Cross is coming
Cross season is almost here, and for us at Rapha that means one thing: we’ll be following the exploits of one of our sponsored athletes Jeremy Powers, four-time national cyclocross champion of the U.S.A. And for the first time in a couple of seasons, Powers has a teammate – fellow New Englander Ellen Noble, who cut her teeth in the development team run by Powers and two of his oldest friends.
With the UCIWorld Cup just three weeks away from its first race at CrossVegas, cross is most certainly coming, and the anticipation is the same for the amateurs: cyclocross diehards are likely to be gluing tubs and dusting off the last bits of dried mud from their bottom brackets right now, while novices might be questioning the logic of committing so many of their autumn weekends to the pursuit of chasing other cyclists around muddy fields. By way of introducing Powers and Ellen, we have some timely tidbits of cyclocross wisdom from them, for you.
But before we get to Powers and Ellen, we’d like to invite you to our CrossVegas after party. There will be cocktails, cross talk, and a special guest DJ who is as good behind the decks as he is behind the barriers.
No one finds cyclocross easy, and apparently this holds true even if, like Ellen Noble, you have an U23 national title to your name. Ellen spends most of the summer training in Western Massachusetts – a hotbed of cross talent in the US – where she seeks out the most difficult, root-laden, rutted, and generally inhospitable roads and trails. “The stuff around here is so much harder than the stuff we see in races – and, of course, there’s all the pro racers to ride with. For instance, we practice riding in the sand at a ‘secret’ sand pit, which has big, steep drops into a pit. I could barely turn the pedals in there at first, but by the time I rode the Koksijde World Cup [notorious for its sand], I was flying.”
Crashing isn’t all that bad
Naturally, pushing your limits can lead to falling off your bike on occasion, but trust us when we tell you that crashing in cyclocross is (usually) part of the fun. “There are some features around here that I don’t particularly like to ride, but some of the JAM Fund riders do them without thinking,” says Powers. “But I give it a minute, get loose, find some confidence, and go for it.”
Ellen is of the same mindset: “I’ve got plenty of dents in my helmet from tumbles in training, and I’m proud of each one. The only way you’re really going to know your limits is by going past them.”
Slow Down to Speed Up
When out riding, it is normal for Jeremy Powers to meticulously practice his dismounts and remounts. Seeing a rider of his caliber break down a motion to its constituent parts is enlightening – seen only at full-flight, the complicated skills of a cross race can seem impossible – but it’s also a reminder that even the best have to slow down sometimes.
“I’ve spent hours and hours of my life remounting my cross bike, and most of that was done really slowly,” explains Ellen. “It pays off, because it becomes second nature, and you never get that moment in a race where you don’t know what your body is doing.”
Find a mentor or two
The generation of New England cross racers that preceded Powers helped shape him. “When I was a junior, I’d race both the junior race and then hang around to race against the 35+ group. They pulled all the sneaky New England tricks, like breaking hard into the last corner to put you off your line, or letting their rear tyres touch the barriers so their whole bikes flew up into your face. But they also spoke with us post-race, dissecting all our decisions and telling us what we missed.”
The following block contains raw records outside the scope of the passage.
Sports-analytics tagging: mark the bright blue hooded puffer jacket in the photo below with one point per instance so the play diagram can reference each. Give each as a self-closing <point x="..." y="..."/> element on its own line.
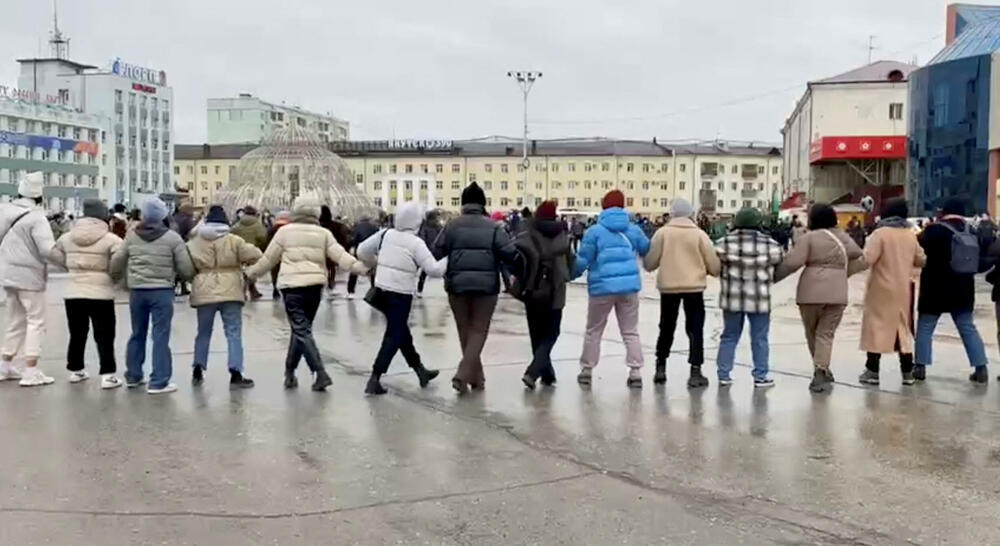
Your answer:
<point x="608" y="254"/>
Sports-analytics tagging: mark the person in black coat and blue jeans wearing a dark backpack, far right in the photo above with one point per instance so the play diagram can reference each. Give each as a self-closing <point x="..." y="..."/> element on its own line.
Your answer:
<point x="952" y="262"/>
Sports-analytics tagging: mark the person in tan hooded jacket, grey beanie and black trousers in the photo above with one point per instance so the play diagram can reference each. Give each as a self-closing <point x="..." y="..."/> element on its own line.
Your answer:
<point x="684" y="256"/>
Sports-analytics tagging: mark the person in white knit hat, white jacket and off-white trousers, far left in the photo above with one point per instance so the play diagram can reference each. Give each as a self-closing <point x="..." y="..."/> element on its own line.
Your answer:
<point x="25" y="242"/>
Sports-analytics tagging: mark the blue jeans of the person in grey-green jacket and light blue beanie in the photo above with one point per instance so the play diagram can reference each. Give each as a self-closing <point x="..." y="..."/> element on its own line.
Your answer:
<point x="157" y="303"/>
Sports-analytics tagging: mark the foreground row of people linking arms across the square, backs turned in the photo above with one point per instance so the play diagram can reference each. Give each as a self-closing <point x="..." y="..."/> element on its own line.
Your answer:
<point x="533" y="255"/>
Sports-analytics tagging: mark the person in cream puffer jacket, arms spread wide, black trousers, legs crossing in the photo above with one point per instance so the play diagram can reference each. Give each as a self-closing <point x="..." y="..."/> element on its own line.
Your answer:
<point x="302" y="248"/>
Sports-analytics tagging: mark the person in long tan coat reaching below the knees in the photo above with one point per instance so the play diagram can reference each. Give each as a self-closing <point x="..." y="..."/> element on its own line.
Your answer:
<point x="893" y="253"/>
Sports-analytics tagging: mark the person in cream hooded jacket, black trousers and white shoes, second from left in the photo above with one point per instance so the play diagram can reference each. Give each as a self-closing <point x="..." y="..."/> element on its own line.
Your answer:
<point x="85" y="251"/>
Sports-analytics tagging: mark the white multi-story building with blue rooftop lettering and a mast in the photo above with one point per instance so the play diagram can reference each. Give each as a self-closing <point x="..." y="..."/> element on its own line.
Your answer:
<point x="135" y="106"/>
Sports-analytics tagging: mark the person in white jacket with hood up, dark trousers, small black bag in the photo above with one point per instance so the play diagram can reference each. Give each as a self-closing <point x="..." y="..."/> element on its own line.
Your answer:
<point x="399" y="255"/>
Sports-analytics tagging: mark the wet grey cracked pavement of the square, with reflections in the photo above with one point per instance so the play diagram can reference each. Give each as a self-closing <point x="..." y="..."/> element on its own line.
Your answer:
<point x="606" y="465"/>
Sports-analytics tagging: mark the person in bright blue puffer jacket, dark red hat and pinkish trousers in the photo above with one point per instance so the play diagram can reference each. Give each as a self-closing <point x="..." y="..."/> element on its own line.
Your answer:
<point x="609" y="256"/>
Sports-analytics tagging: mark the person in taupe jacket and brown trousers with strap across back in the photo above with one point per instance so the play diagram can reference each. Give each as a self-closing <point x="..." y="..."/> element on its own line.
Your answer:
<point x="828" y="255"/>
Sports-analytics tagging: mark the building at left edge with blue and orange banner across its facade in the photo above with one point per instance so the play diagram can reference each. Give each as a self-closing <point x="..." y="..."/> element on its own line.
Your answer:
<point x="38" y="133"/>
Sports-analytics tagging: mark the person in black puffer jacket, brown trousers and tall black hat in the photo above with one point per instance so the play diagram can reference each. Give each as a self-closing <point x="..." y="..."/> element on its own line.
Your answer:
<point x="477" y="249"/>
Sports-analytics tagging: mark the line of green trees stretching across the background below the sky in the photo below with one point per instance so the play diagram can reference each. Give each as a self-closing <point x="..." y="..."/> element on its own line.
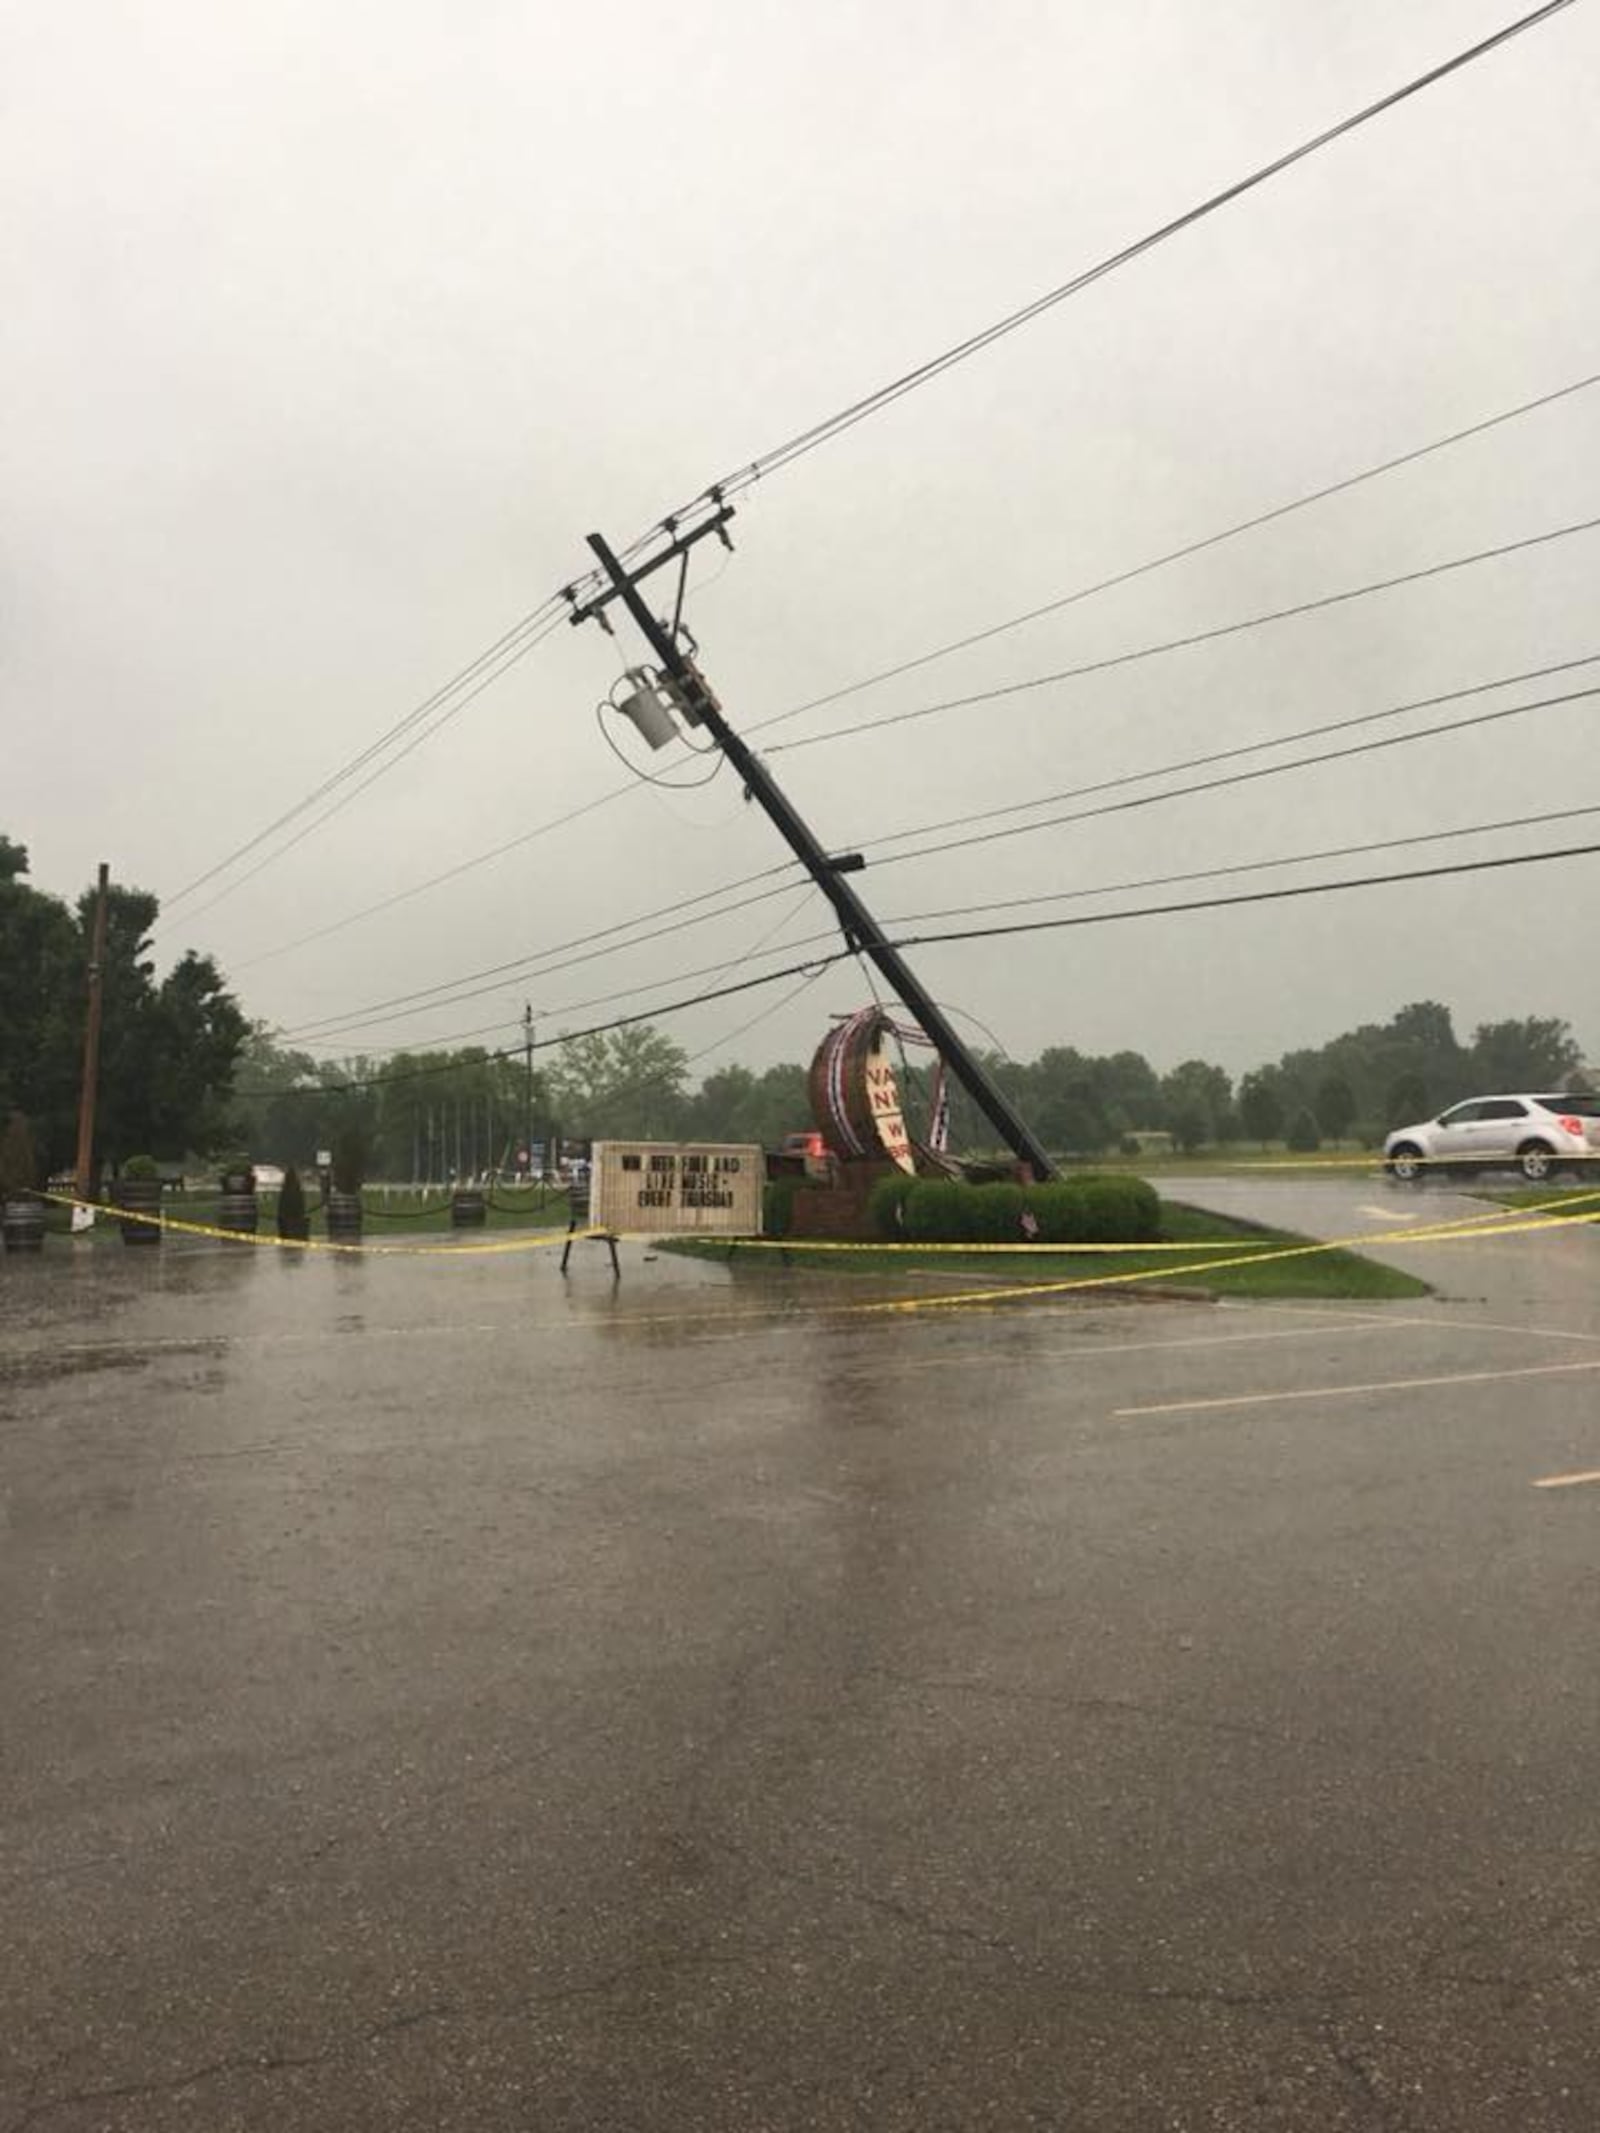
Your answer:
<point x="185" y="1074"/>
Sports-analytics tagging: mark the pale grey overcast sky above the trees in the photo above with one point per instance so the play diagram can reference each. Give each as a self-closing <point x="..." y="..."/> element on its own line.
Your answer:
<point x="334" y="330"/>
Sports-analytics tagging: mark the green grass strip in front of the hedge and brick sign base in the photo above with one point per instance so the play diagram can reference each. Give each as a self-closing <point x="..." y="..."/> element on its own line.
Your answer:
<point x="1315" y="1274"/>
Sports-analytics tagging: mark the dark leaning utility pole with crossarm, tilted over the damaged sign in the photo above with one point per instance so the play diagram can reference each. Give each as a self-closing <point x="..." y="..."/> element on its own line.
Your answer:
<point x="863" y="931"/>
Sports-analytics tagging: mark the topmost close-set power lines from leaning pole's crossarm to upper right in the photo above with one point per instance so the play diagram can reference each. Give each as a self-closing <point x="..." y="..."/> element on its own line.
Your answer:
<point x="869" y="404"/>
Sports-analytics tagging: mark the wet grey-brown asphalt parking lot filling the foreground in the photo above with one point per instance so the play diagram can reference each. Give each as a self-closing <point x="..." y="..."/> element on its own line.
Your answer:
<point x="438" y="1695"/>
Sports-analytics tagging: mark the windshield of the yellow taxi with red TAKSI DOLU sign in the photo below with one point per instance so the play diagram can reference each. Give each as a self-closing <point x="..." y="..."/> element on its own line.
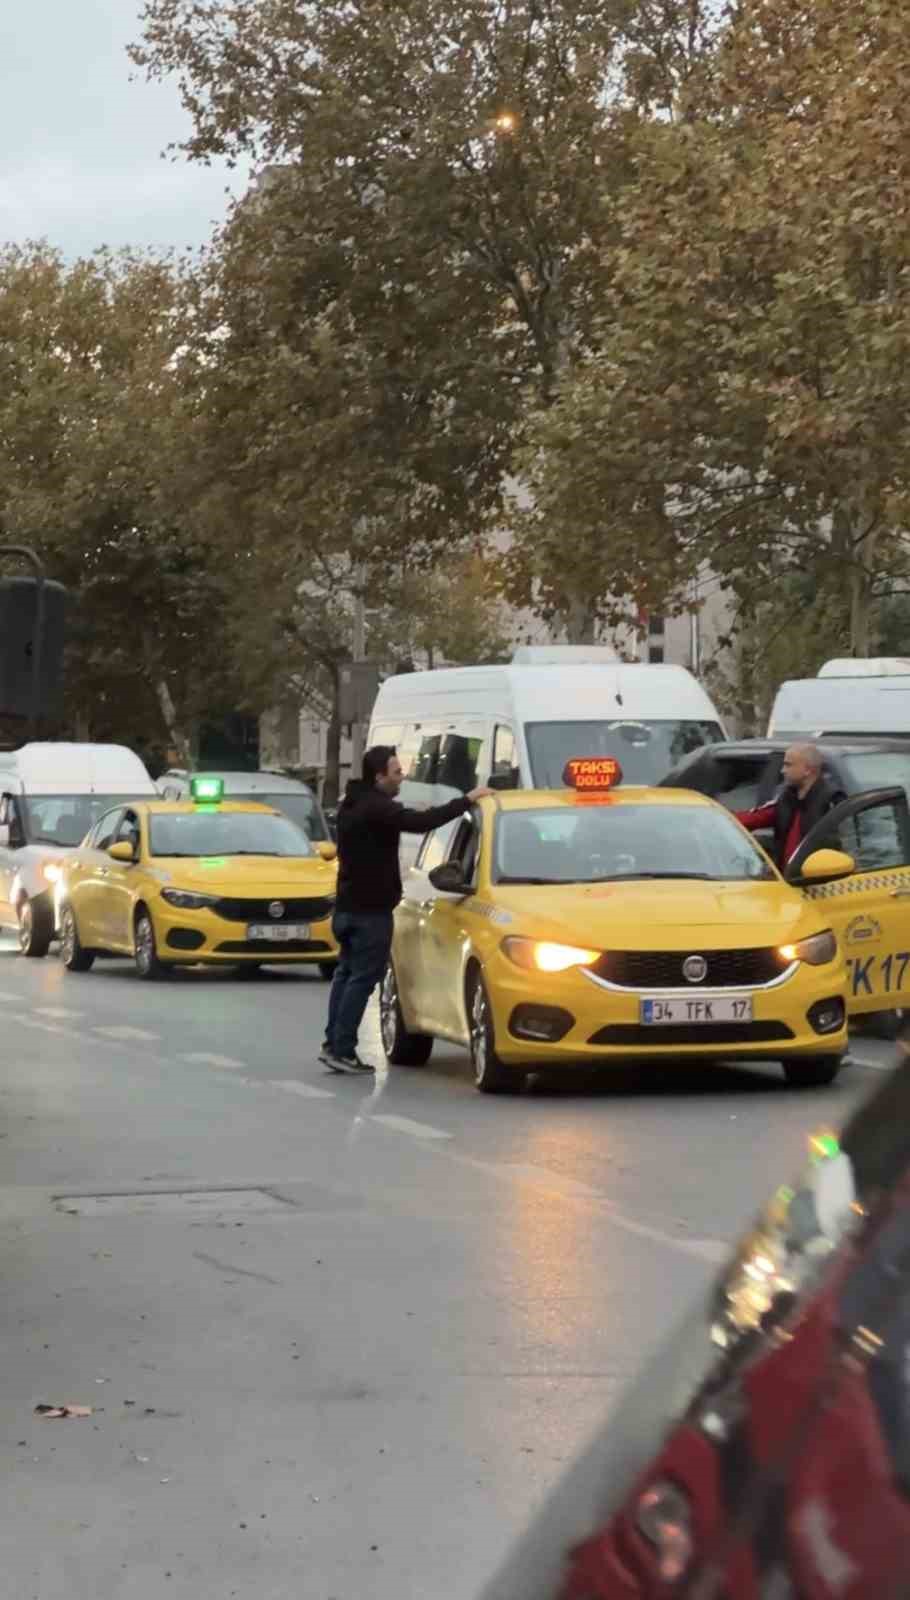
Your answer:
<point x="615" y="842"/>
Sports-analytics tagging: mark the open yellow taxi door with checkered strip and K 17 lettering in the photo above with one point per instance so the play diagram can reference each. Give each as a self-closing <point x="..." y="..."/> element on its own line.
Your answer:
<point x="871" y="910"/>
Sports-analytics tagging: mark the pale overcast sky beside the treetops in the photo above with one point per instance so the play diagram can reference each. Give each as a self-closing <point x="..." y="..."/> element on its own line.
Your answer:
<point x="81" y="145"/>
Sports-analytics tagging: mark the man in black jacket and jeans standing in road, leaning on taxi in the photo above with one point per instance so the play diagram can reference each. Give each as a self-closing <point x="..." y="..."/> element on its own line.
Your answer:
<point x="370" y="826"/>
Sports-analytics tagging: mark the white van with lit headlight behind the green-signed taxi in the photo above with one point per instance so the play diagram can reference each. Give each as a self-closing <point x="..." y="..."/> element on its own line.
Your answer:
<point x="50" y="798"/>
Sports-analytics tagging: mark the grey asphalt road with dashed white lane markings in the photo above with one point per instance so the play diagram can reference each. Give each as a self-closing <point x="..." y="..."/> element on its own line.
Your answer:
<point x="340" y="1337"/>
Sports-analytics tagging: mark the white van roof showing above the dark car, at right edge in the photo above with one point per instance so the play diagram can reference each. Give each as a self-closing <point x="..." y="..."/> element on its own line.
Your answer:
<point x="852" y="705"/>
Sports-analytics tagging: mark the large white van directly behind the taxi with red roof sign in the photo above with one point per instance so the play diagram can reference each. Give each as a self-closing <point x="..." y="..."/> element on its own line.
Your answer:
<point x="516" y="727"/>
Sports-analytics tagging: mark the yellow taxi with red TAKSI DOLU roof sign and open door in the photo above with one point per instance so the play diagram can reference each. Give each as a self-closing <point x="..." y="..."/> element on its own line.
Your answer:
<point x="599" y="922"/>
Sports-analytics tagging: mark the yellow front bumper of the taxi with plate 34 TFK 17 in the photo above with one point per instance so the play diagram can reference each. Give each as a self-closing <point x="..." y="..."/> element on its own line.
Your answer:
<point x="596" y="1023"/>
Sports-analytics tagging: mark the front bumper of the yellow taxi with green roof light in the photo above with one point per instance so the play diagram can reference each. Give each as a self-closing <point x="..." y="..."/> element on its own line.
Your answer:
<point x="193" y="937"/>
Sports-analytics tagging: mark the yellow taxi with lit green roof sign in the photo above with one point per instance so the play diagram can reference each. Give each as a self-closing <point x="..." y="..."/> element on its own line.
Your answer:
<point x="206" y="881"/>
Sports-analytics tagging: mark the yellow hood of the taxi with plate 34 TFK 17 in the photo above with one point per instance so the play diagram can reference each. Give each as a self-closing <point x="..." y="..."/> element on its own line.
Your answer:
<point x="652" y="914"/>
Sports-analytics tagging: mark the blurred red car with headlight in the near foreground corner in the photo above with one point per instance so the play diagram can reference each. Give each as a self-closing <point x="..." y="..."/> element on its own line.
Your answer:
<point x="788" y="1471"/>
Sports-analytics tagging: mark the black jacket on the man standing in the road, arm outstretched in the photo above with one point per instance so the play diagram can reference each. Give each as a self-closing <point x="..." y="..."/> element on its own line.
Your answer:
<point x="370" y="828"/>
Likewise, Powers mentors a new generation of riders (although no one has complained of him bouncing his bike off the barriers, to our knowledge). Ellen, who has raced and trained with the JAM Fund for several years, has her own perspective on this. “We call him Uncle Powers, and he’s the sort of uncle who isn’t afraid to let you know how to do things better – in a good way, obviously.”
Ride, Think, Repeat
Rain and heavy wheels churn up a cross course, changing the racing line over time. According to Powers, figuring these changes out is all part of the fun, and the formula for success is simple: ride, think, repeat. “Over time, you figure out what sort of lines you like, and it can end up saving plenty of time in a race. Did you ever watch that Lil Wayne documentary, ‘The Carter’? Well, in it he says something that is the key to cyclocross: ‘The secret to success is repetition’. You should look it up.”